Sources of Legislative Proposals: A Descriptive Introduction

Sources of Legislative Proposals:
A Descriptive Introduction
Judy Schneider
Specialist on the Congress
Government and Finance Division
Ideas for legislation come from individual Members of Congress, congressional
committees and subcommittees, informal groups of Members, the executive and judicial
branches, state and local governments, foreign governments, constituents, advocacy and
lobby groups, and the press.
Individual Members. When Members are elected to Congress, they usually come
to Washington to legislate on promises made during their campaign. They have ideas on
what their district or state needs and what is best for the nation. Their ideas are frequently
transformed into legislation that appears among the thousands of measures that are
introduced in the first weeks of a new Congress and throughout the two years. Legislation
can also be included in so-called omnibus measures. Members also initiate legislation
following extended visits to their constituents after seeing and assessing needs firsthand.
Committee and Subcommittees. Committees and subcommittees charged by
House or Senate rules with legislating, studying and reviewing, and investigating specific
policy areas make their own legislative proposals. House and Senate committees identify
needs for legislation and are crucial in recommending that such legislation be introduced.
By the time of the bill’s introduction, the appropriate committee is well prepared to
continue its work.
Informal Groups. In addition to the numerous committees and subcommittees,
there is a myriad of informal groups of Members with interests in a particular issue or
region of the country. These groups study issues and lobby for the enactment of specific
policies. For example, the Congressional Black Caucus and the Congressional Caucus
for Women’s Issues are active in promoting causes and initiating legislation. Recent
freshman classes have also been recognized as cohesive in their policy pursuits.

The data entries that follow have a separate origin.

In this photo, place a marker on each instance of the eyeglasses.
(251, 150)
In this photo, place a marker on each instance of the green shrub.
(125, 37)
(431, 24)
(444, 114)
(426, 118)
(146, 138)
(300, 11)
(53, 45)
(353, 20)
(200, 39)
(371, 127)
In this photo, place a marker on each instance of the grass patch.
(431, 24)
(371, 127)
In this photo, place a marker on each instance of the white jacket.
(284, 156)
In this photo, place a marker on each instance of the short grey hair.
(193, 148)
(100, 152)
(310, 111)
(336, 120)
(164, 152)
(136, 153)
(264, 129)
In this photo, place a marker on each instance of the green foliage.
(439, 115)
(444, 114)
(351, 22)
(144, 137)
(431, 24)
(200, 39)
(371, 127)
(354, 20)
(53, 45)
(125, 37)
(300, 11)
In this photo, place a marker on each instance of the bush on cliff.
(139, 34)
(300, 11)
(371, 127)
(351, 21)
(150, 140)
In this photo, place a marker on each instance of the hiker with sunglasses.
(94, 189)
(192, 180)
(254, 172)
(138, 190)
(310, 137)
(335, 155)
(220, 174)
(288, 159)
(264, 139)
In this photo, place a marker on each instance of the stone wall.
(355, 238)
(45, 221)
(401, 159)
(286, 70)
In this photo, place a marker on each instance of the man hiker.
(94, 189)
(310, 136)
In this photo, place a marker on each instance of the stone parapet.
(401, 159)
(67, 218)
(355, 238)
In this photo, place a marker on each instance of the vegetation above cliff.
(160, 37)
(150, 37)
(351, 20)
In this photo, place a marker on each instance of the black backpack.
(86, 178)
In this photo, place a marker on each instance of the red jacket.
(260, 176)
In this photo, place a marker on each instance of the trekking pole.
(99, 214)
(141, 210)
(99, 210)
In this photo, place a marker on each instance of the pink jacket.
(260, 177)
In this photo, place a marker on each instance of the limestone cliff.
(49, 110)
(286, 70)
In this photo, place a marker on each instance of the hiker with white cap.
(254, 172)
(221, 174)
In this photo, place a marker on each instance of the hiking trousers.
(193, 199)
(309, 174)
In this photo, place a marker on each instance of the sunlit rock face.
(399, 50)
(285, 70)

Executive Branch. The Constitution of the United States grants to the President
the power to propose legislation. At the beginning of each year, in a televised State of the
Union Message, the President addresses Congress and the nation in the House of

Representatives’ chamber to announce his legislative priorities for that year. Throughout
the year, through executive messages and policy speeches, among other ways, the
President converts the broad concepts from his speech into specific legislative ideas for
congressional consideration. Many proposals grow out of campaign issues and reflect the
policy initiatives that may have led to the President’s election. Many others reflect the
recommendations of his Cabinet and other executive branch policy advisers as they
determine new authority or reforms needed related to existing laws.
State and Local Government. Although autonomous from the national
legislature, state and local governments often look to Congress for assistance in solving
local problems. This aid is often monetary, but occasionally it may take the form of
federal regulations affecting local activities. For example, in the case of the Safe
Drinking Water Act, the needs of the locality are met through legislation providing funds,
but also requiring that certain national standards be met. National legislators attempt to
design such legislation in a fashion that favors conditions in their state or district.
Supreme Court. Constitutionality, the highest court in the nation interprets the
laws Congress passes. Legislation ruled unconstitutional by the court, or policy decisions
or directives made by the Court in its rulings, often find their way back to Congress’s
agenda in the form of new legislative proposals.
Foreign Governments. Congress serves a foreign as well as a domestic policy
function. The Senate is constitutionally charged with advice and consent on appointment
of ambassadors and ratification of treaties with foreign governments. The needs of
individual countries and global regions are addressed in Congress as legislative proposals.
Constituents. Members of Congress serve legislative and representative functions.
As representatives, they seek to address the needs of their constituents through the
legislative process. Constituents’ ideas often find their way into legislation. Pictures of
average citizens, and in some cases, famous actors and actresses, rather than lobbyists and
politicians, testifying about specific legislative needs, or the piles of mail from home
being delivered to Members offices are commonplace. Because reelection is so closely
tied to taking care of constituents, many of their demands are translated into legislation,
especially when they affect many individuals and more than one district or state.
Advocacy and Lobby Groups. It is generally believed among Congress
watchers that there exists an interest group for almost every issue before the Congress.
Many of these groups seek to influence decision making once legislation is introduced;
others seek to influence the legislative agenda itself, including which measures should be
considered and which should be kept off the agenda. In addition to providing legislative
proposals, these groups actively seek action on them.
Press. An internal joke on Capitol Hill says that the day after the television show
60 Minutes is on, or the day after the magazine Readers Digest hits the newsstands, are
the worst days to work in a congressional office, especially as a caseworker or press
secretary. These two outside sources are believed on Capitol Hill to provoke more ideas
for more legislation for more Members than all other sources combined. The press is a
potent watchdog for Congress and an equally potent advocate for the citizenry. Ideas
raised in the media, especially local media, elicit serious consideration by Members.